GPS Tracks America’s E-Waste HalfWay Across The World
What Can You Do?

Tracking e-waste

As noted in this blog a few months ago, with e-waste rules firmly on the books across the country, the trend now seems to be towards greater enforcement, with bigger, multi-million dollar fines being levied. Why? Perhaps because a new investigative report has found that some e-waste is still being illegally dumped rather than recycled.

The nonprofit Basel Action Network partnered with the Massachusetts Institute of Technology to put 200 geolocating tracking devices inside old electronics, and dropped them off nationwide at donation centers, recyclers and electronic take-back programs. They found that about one-third of the e-waste ended up overseas in Mexico, Taiwan, China, Pakistan, Thailand, Dominican Republic, Canada and Kenya, and most often, Hong Kong.

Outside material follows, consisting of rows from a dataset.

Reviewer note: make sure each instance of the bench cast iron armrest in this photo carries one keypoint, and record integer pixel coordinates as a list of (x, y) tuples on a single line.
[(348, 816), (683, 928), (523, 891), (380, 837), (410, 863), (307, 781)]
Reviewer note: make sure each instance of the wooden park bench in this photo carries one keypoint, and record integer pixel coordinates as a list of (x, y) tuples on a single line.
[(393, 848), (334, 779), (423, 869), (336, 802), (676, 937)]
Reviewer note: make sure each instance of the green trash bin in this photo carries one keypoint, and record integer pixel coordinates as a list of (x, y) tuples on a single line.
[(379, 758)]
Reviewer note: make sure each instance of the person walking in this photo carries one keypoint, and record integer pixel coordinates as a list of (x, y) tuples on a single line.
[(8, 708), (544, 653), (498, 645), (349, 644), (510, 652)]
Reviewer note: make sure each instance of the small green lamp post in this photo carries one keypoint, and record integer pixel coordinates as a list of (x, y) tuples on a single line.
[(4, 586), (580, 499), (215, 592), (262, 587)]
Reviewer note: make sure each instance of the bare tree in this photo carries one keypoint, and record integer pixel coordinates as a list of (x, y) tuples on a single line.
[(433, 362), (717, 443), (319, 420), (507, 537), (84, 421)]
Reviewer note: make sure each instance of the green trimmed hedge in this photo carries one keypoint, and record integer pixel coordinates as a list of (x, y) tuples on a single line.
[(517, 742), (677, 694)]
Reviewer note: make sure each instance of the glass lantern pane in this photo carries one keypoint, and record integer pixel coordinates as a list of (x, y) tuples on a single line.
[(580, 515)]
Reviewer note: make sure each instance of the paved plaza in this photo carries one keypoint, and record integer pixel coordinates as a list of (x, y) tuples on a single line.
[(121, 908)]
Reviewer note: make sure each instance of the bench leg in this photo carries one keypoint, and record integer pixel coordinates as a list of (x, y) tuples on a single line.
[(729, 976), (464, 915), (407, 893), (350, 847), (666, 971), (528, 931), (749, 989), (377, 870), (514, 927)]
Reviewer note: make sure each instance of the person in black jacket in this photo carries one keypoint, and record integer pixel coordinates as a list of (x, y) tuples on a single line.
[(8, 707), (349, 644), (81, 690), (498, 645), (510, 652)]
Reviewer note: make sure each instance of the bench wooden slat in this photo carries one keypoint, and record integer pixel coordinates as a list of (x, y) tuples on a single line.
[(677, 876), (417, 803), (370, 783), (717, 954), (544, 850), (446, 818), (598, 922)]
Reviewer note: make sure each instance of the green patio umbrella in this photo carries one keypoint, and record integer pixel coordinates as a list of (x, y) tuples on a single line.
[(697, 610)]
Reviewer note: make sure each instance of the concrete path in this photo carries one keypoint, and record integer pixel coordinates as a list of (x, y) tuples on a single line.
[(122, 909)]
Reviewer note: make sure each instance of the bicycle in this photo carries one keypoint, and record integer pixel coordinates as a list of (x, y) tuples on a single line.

The U.S. produces more e-waste than any country in the world, and we send about 50,000 dump trucks worth of electronics to recyclers each year.  It is a big problem if these are not being recycled properly. As conscientious consumers and business leaders, what can we do?

1) Reuse

Because of the fast pace of technology, many of the devices we get rid of are actually still in working order. Rather than sending them to a recycler, or worse, to the landfill, we encourage everyone to see if the items can be reused. This is part of our effort to reshape the way businesses deal with unwanted assets, by getting them to rethink the idea of “waste,” and to adopt a zero waste mindset.

Donations are one good way to reuse old electronics. Just this month we helped one building redirect over 200 electronic items to a nonprofit that  provides emergency and disaster relief.

2) Repair

In our throwaway culture, the idea of repair has become old-fashioned, but business leaders know the value. When purchasing new equipment, make sure to factor in proper maintenance, regular servicing and repairs with the vendor. This will ensure that your electronics last longer and function more efficiently throughout their lifespan.

3) Select an Established Recycler, Conduct Third-Party Audits

If you do decide to recycle, be vigilent when selecting a recycling vendor. Talk to them, request a certificate of recycling for every pick up, and consider doing a third-party audit. In addition, consider using certified recyclers. Currently there are two certification standards for e-waste: R2 (Responsible Recycling Practices) and e-Stewards®. Of course, as the news report has shown, even well-regarded vendors and organizations are no guarantee that your e-waste will be properly recycled.  This is why we recommend reuse and repair first.

4) Approved vendor list

Once you have selected a vendor that you trust, backed by certification and third-party audits, establish a portfolio-wide, approved vendor list to create a more standardized system to track e-waste and universal waste across multiple properties.